Boost logo

Boost :

From: David Bergman (davidb_at_[hidden])
Date: 2002-08-19 19:16:50


The "algebraic" side of me definitely likes the operators "+" and "*". I
vote for those, but consider it to be quite important not to have both
sets, i.e., that you decide to go with either the "algebraic" or
"boolean" side.
 
/David
 
-----Original Message-----
From: boost-bounces_at_[hidden]
[mailto:boost-bounces_at_[hidden]] On Behalf Of spamjunk
Sent: Monday, August 19, 2002 7:09 PM
To: boost_at_[hidden]
Subject: Re: [boost] request for comment on possible submission to
library
 
Yes, I have inplemented all the shortcut assignment operators. I also
allow added elements as you suggested (with +=) or you can even do: s
<< e1 << e2...
[I may have gone a little overboard with the operators].
 
I like your suggestion for membership testing using <= and >=. What
does everyone else think?
 
I have been using + for union and * for intersection. You think | and &
would be better? in addition too?
----- Original Message -----
From: Victor A. Wagner, Jr. <mailto:vawjr_at_[hidden]>
To: boost_at_[hidden]
Sent: Sunday, August 18, 2002 1:03 PM
Subject: Re: [boost] request for comment on possible submission to
library
 
I, for one, would like to see it.
The topic kind of came up recently with respect to the "relational
operators" and dynamic_bitset.

I hope you will also add the operators +=, -=, *= and /=
since the C/C++ operators | (for union) and & (for intersection)
I would suggest that perhaps:
b += red;
should be legal, in addition to the more clumsy
b += ColorSet(red);

I think if (red == b) will cause more confusion than it's worth. If
we allow b += red;
then (b >= red) would mean the same thing as (b.contains(red)) and would
give the notational convenience we're searching for. If you are careful
with the helper functions, we would also be able to write if (red <=
b) which the cognoscenti would pronounce "if red in b".
We should both resist and _strongly_ discourage any suggestion that
"#define in <=" be used :)

in order to not get things confused with std::set, I recommend the word
powerset as the name of the class.

some further comments embedded in your example
At Saturday 2002/08/17 09:17, you wrote:

 I was wondering if anyone would be interested in a Set Library, similar
to Pascal's set type for ordinal types. I want to make sure someone
would fine it useful (and not trivial, done-to-death, etc.) before I
take the time to "Boostify" it and get a release from my employer.

A while ago I needed a set type that was compact, fast, and avoided heap
allocation. The number of elements was constant for a particular set
type, and the element type could be any integral type (primarily enums).
Similar types from STL are set, vector<bool>, and bitset, but none quite
suited the application. My set type (Set) stores elements at the bit
level, like vector<bool> and bitset, but it allows the creation of
compile-time set constants.
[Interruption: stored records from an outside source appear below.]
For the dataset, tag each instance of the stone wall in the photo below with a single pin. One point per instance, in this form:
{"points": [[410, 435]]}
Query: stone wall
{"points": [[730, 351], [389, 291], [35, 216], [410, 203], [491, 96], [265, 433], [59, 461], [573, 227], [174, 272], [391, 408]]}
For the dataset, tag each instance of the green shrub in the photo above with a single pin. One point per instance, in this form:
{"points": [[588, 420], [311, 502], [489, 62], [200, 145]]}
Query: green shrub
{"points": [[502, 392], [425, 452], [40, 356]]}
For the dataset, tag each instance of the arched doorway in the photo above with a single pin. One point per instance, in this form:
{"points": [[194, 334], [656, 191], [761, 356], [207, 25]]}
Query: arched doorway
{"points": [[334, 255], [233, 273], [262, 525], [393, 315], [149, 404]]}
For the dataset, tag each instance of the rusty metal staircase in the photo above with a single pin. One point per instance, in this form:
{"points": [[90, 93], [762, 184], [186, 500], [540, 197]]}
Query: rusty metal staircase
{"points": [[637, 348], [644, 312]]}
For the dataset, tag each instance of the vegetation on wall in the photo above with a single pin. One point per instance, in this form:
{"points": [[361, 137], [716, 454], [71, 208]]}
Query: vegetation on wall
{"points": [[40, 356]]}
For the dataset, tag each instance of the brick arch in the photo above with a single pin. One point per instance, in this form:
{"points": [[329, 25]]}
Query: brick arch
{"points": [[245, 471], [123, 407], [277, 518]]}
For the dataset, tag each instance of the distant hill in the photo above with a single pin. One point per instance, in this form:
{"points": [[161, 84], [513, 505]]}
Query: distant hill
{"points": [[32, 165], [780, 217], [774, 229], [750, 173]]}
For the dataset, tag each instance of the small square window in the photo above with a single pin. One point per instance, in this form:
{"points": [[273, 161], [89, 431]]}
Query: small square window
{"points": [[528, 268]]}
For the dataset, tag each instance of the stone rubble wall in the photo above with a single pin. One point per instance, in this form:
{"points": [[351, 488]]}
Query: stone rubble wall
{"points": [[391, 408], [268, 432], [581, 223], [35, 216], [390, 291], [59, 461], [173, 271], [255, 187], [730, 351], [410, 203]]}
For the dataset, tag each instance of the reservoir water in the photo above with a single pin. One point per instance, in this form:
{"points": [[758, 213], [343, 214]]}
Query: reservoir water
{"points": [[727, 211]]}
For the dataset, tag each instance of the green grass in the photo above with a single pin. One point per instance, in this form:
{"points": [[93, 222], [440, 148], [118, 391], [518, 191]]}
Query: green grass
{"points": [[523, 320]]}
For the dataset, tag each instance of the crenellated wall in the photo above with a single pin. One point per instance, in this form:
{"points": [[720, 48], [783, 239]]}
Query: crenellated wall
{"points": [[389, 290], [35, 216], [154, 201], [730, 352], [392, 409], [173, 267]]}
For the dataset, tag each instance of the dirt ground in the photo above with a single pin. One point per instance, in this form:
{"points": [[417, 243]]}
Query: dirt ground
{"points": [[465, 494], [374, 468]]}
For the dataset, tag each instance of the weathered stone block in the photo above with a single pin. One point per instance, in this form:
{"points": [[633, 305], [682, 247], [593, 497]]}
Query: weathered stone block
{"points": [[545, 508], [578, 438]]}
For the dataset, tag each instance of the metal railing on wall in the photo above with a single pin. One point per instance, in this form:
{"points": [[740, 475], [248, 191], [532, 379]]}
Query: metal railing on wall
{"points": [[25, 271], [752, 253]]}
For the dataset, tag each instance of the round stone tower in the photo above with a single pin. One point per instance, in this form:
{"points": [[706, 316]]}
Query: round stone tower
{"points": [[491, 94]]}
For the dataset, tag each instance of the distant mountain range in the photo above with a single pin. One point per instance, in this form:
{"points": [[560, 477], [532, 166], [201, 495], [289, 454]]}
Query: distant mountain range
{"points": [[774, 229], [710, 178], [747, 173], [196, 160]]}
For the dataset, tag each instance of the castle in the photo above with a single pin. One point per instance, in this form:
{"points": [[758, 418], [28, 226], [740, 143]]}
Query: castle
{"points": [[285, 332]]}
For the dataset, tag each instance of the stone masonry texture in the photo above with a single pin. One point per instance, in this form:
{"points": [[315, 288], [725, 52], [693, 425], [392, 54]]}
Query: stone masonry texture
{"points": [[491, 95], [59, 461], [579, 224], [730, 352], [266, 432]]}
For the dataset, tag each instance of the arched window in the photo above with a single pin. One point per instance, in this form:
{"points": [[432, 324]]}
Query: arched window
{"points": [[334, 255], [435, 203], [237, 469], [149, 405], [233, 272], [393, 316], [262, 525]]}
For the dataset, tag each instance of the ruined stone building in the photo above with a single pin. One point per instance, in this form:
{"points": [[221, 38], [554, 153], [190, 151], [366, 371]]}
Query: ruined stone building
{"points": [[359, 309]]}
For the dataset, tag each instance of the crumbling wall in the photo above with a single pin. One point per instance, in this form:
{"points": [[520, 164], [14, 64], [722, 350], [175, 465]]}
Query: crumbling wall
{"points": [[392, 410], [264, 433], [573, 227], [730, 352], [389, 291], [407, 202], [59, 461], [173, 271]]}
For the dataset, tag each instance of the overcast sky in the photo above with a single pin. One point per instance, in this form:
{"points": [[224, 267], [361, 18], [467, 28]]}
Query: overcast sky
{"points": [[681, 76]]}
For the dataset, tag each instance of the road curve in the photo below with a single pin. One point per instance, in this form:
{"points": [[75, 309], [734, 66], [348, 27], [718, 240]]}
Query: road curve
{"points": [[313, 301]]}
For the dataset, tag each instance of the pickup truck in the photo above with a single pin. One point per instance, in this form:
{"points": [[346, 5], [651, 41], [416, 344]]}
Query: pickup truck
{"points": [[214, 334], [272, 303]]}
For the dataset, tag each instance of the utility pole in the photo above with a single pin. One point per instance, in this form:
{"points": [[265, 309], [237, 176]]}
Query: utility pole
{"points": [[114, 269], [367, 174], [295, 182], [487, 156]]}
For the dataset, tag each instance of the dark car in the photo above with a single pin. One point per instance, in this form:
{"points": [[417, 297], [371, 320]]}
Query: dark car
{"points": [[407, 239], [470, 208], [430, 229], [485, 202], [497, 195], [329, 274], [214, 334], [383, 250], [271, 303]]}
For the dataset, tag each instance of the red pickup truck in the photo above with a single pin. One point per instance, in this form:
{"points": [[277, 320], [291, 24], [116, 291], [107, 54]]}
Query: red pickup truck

Also, with a good optimizing
compiler, operations on constant sets will be done at compile-time,
though as of yet, there is no direct support for guaranteeing this in
the code. The class provides the usual set operations.
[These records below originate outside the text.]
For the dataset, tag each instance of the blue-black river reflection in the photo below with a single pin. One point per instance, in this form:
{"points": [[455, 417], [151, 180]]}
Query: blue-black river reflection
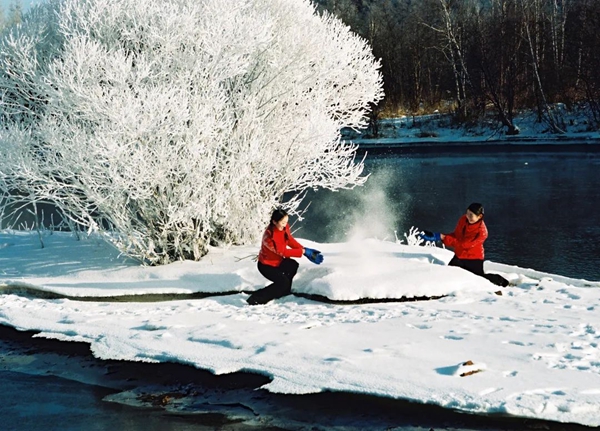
{"points": [[542, 207]]}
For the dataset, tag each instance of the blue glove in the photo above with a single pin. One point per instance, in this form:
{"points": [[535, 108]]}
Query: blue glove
{"points": [[430, 236], [313, 255]]}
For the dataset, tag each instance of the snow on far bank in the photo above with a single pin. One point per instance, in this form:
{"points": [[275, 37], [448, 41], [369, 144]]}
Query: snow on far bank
{"points": [[533, 350], [438, 129]]}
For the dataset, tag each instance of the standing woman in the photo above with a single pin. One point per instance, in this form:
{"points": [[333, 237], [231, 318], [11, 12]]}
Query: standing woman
{"points": [[275, 261], [467, 241]]}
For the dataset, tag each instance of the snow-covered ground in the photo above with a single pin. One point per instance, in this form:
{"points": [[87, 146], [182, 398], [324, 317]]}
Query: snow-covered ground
{"points": [[531, 349]]}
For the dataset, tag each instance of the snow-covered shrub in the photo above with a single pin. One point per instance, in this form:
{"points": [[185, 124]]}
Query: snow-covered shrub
{"points": [[170, 125]]}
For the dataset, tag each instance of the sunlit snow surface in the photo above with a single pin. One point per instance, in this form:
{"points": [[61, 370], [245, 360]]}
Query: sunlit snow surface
{"points": [[533, 349]]}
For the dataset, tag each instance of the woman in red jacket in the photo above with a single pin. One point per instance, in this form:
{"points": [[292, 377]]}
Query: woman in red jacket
{"points": [[275, 261], [467, 241]]}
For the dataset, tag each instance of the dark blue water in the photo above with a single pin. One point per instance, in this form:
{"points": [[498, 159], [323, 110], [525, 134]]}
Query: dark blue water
{"points": [[542, 212], [542, 208]]}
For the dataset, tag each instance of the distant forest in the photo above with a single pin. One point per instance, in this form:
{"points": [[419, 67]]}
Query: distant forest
{"points": [[470, 57]]}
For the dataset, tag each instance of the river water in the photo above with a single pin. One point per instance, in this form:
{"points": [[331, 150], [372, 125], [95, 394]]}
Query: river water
{"points": [[542, 212]]}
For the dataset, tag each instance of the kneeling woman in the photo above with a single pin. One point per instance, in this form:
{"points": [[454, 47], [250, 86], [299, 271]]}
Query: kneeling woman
{"points": [[275, 261], [467, 241]]}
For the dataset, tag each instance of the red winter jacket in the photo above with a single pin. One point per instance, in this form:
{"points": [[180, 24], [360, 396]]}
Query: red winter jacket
{"points": [[467, 239], [274, 247]]}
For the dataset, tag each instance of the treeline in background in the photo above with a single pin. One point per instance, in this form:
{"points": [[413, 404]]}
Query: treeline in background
{"points": [[472, 57], [12, 15]]}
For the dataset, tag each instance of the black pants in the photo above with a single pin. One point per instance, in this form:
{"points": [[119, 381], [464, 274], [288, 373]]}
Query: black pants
{"points": [[476, 267], [281, 276]]}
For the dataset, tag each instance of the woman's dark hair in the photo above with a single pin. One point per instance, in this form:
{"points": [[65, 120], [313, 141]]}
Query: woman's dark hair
{"points": [[278, 214], [476, 208]]}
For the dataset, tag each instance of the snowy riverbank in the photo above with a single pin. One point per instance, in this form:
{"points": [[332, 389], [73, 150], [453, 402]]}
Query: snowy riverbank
{"points": [[533, 346]]}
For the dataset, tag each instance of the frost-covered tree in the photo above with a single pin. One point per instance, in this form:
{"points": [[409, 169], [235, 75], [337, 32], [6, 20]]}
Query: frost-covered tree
{"points": [[170, 125]]}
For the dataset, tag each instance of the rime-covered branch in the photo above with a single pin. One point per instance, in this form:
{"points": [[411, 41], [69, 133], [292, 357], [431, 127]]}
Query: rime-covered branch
{"points": [[172, 125]]}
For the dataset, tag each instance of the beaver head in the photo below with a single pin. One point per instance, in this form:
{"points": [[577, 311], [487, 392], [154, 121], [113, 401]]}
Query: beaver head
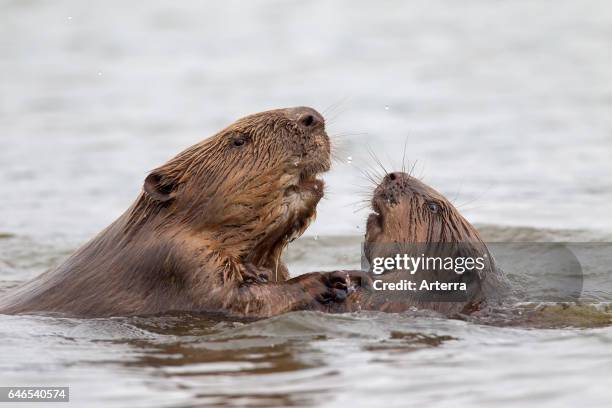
{"points": [[407, 210], [410, 218], [245, 192]]}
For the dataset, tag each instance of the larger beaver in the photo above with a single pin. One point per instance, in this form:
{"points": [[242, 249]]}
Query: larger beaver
{"points": [[205, 232], [426, 240]]}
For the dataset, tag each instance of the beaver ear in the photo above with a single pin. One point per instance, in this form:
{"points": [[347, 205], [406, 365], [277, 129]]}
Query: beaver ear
{"points": [[160, 187]]}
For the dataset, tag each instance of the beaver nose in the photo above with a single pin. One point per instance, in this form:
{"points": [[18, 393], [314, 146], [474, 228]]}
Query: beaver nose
{"points": [[306, 117]]}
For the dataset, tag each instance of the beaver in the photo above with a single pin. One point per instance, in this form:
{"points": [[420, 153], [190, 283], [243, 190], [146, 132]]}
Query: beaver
{"points": [[411, 218], [206, 233]]}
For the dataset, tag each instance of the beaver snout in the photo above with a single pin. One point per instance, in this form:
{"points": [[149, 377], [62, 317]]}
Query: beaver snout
{"points": [[306, 117]]}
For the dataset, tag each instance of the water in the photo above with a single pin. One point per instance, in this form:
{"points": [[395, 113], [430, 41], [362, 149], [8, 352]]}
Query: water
{"points": [[504, 106]]}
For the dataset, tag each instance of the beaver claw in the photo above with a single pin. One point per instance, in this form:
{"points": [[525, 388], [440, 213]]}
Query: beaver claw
{"points": [[338, 286]]}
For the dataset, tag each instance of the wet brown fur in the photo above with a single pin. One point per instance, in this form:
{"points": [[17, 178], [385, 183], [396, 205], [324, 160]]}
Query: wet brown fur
{"points": [[221, 207]]}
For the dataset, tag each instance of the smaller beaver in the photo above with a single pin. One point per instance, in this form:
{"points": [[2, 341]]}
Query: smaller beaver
{"points": [[412, 220], [207, 232]]}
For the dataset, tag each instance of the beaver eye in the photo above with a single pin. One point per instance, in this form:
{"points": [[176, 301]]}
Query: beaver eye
{"points": [[239, 140], [433, 207]]}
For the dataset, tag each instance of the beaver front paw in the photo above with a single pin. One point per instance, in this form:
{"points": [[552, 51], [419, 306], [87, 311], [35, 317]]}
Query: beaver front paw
{"points": [[330, 287]]}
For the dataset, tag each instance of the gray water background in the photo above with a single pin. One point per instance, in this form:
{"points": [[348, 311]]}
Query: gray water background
{"points": [[504, 106]]}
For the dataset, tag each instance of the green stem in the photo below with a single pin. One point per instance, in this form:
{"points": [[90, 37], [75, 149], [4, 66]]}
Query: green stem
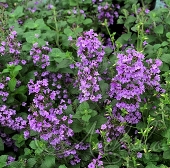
{"points": [[56, 28]]}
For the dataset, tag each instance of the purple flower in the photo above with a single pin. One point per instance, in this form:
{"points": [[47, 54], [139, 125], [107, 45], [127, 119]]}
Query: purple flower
{"points": [[139, 155]]}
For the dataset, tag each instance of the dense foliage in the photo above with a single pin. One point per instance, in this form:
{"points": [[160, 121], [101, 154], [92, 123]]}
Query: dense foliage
{"points": [[84, 83]]}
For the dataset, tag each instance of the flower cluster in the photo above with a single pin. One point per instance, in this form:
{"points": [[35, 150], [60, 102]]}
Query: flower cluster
{"points": [[91, 52], [131, 81], [40, 55], [11, 46], [77, 11], [47, 115], [108, 12], [96, 162], [6, 119]]}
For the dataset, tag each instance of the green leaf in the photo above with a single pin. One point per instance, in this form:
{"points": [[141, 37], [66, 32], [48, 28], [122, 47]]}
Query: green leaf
{"points": [[12, 83], [49, 162], [159, 29]]}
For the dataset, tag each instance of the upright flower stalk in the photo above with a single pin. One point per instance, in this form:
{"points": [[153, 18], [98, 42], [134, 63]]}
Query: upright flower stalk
{"points": [[91, 52]]}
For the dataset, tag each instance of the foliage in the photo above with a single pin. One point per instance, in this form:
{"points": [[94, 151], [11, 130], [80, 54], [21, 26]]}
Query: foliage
{"points": [[84, 84]]}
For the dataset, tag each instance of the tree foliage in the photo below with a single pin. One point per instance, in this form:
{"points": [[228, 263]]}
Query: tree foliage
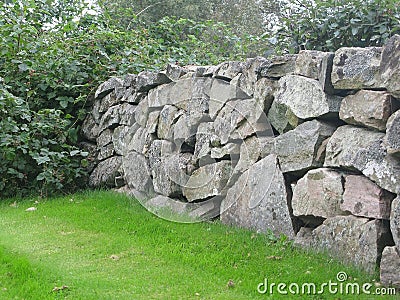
{"points": [[52, 58], [330, 24]]}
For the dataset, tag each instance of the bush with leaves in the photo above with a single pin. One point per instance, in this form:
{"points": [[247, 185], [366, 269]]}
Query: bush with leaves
{"points": [[53, 56], [34, 154], [330, 24]]}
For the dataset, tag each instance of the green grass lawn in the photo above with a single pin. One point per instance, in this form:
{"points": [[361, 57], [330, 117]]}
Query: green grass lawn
{"points": [[103, 245]]}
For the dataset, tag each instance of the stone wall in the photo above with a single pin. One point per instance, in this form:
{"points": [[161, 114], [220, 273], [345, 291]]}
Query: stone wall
{"points": [[304, 145]]}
For efficiency, set operations are done in parallel groups of the
machine's word size. So, set types whose max. number of elements is less
than or equal to the machine's word size, will have most of its
operations done in constant time (usually one machine instruction per
operation). Sets whose max. number of elements is greater than the
machine's word size will be done in linear time, usually in E / Wb
cycles, where E is the max. number of elements and Wb is the machine's
word size in bits. Though, with a good compile (through inlining and
loop unrolling), this linear time would only be E / Wb instructions. On
an average 32-bit processor, that's just 8 instructions to perform the
union or intersection of a set of 256 elements. Originally, I avoided
loops and used metatemplates to inline the operations, but this resulted
in very long compile-times without any gains in performance! And
sometimes it resulted in worse performance. That will teach me not to
try and second guess today's optimizing compilers!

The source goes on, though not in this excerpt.